Chicken and Dumplings Soup by harleraven

Ingredients

1 lb boneless, skinless chicken breast cut into 1" cubes 1 carton reduced sodium chicken stock 3 cups water 4 medium carrots, chopped 2 parsley roots, chopped 1/8 cup green onions, chopped 1 tablespoon fresh parsley, minced 1 medium onion, chopped 1 garlic clove, minced 1/2 tsp salt 1/4 tsp pepper 1/4 tsp curry powder 1/4 tsp paprika DUMPLINGS 3 egg whites 1/2 cup lowfat cottage cheese 2 tablespoons water 1/4 tsp salt 1 cup all-purpose flour

Instructions

1. In a large skillet coated lightly with olive oil, cook chicken until no longer pink. Add broth, water, seasonings, and vegetables. Bring to a full boil. Reduce heat and simmer uncovered for 30 min. or until vegetables are tender.

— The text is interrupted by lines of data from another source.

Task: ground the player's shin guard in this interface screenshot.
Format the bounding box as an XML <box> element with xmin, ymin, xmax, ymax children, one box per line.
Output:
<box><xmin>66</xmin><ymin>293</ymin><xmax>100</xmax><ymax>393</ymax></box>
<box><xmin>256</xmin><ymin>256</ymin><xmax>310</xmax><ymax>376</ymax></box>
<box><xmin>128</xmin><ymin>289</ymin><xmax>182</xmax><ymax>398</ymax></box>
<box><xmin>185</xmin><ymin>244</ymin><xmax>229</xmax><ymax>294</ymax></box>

2. While simmering, beat egg whites and cottage cheese together in a large bowl until smooth. Add in water and salt, beat again. Stir in flour.

3. Bring soup to a boil. Drop dumplings in by the tablespoonful. Reduce heat, simmer for 15 min. or until a toothpick inserted into the dumplings comes out clean.